Vizepräsidentin Gerda Hasselfeldt:
Das Wort hat nun der Kollege Dr. Ilja Seifert für die
Fraktion Die Linke.
Dr. Ilja Seifert (DIE LINKE):
Frau Präsidentin! Meine lieben Kolleginnen und Kollegen!
Die Diskussion, die wir jetzt geführt haben, reizt
natürlich, zu vielen Fragen noch einiges zu sagen. Da
meine Kollegin Bluhm die entscheidenden Eckpunkte
unseres städtebaulichen Konzepts bereits dargelegt hat
und unsere Kollegin Menzner in der ersten Lesung das
Gleiche für die Verkehrsfragen getan hat, möchte ich
mich jetzt auf drei Punkte konzentrieren, an denen
exemplarisch gezeigt werden kann, wo gespart werden
könnte - davon handeln zwei Punkte - und wo wirklich
innovativ in die Zukunft gebaut werden könnte, ohne
dass zusätzliche Kosten entstehen, wenn wir es richtig
anpacken.
Erster Punkt. Fast auf den Tag genau vor 15 Jahren
beschloss der Bundestag den Umzug von Bonn nach
Berlin. Dieser Beschluss war mit vielfältigen Fehleinschätzungen
und etlichen Fehlleistungen verbunden.
Schauen wir uns einmal um, was inzwischen passiert ist.
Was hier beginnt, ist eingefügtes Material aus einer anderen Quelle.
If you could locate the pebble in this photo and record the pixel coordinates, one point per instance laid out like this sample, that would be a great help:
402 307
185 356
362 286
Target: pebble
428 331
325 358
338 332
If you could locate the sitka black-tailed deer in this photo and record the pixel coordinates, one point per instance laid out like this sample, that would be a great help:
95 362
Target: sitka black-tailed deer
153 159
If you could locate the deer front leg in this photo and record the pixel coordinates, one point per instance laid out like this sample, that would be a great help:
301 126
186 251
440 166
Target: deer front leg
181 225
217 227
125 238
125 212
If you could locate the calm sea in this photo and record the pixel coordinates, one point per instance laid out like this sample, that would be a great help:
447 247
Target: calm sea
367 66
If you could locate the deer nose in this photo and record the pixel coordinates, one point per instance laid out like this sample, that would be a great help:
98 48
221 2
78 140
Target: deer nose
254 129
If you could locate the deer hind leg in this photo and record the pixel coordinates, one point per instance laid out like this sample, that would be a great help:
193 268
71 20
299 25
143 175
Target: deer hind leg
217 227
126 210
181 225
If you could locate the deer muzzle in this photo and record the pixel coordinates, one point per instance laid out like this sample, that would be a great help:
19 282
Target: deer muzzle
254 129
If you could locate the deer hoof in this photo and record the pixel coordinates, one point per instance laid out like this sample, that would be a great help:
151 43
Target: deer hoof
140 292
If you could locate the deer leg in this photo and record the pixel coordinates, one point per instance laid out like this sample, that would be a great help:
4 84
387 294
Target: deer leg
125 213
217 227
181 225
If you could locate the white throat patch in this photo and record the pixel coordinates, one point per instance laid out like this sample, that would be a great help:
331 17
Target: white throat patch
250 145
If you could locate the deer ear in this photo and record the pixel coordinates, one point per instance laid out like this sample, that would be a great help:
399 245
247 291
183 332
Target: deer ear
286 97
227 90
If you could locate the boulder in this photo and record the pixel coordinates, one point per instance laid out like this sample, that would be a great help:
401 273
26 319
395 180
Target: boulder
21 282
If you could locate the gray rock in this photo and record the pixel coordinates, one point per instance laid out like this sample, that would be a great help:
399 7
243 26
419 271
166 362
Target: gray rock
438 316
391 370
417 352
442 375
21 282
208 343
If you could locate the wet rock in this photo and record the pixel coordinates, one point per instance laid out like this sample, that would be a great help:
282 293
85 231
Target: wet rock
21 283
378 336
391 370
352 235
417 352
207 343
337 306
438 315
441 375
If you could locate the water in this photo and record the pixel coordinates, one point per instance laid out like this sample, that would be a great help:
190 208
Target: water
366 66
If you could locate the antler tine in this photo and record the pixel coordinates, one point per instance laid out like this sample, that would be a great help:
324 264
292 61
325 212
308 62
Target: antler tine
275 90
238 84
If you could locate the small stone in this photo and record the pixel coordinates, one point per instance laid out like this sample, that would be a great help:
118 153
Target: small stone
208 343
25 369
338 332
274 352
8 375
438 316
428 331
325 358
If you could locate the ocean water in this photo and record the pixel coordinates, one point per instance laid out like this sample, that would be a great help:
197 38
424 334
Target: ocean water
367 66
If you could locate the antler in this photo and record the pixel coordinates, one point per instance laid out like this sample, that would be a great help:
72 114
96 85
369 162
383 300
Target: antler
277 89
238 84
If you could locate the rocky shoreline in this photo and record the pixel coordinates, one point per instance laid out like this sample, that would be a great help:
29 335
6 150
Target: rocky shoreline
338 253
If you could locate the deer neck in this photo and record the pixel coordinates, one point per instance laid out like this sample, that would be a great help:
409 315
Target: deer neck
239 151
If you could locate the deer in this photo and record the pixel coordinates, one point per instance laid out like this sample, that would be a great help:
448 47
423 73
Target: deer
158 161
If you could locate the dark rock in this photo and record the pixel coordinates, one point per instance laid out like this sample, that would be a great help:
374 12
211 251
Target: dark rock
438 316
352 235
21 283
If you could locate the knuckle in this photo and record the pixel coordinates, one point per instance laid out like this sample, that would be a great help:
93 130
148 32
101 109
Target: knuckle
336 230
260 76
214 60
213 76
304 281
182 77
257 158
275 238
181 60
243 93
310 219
In Berlin hat sich einiges verändert. Bonn ist inzwischen
die Boomtown schlechthin. Nie ging es Bonn so gut wie
jetzt, jedenfalls nicht zu den Zeiten, als es Parlamentssitz
war. Was tun wir aber noch immer? Wir leisten uns zwei
Sitze für alle Ministerien, was mit unnötigem Hin- und
Herreisen verbunden ist. Das sind unnötige Ausgaben,
die wirklich nicht mehr zu rechtfertigen sind.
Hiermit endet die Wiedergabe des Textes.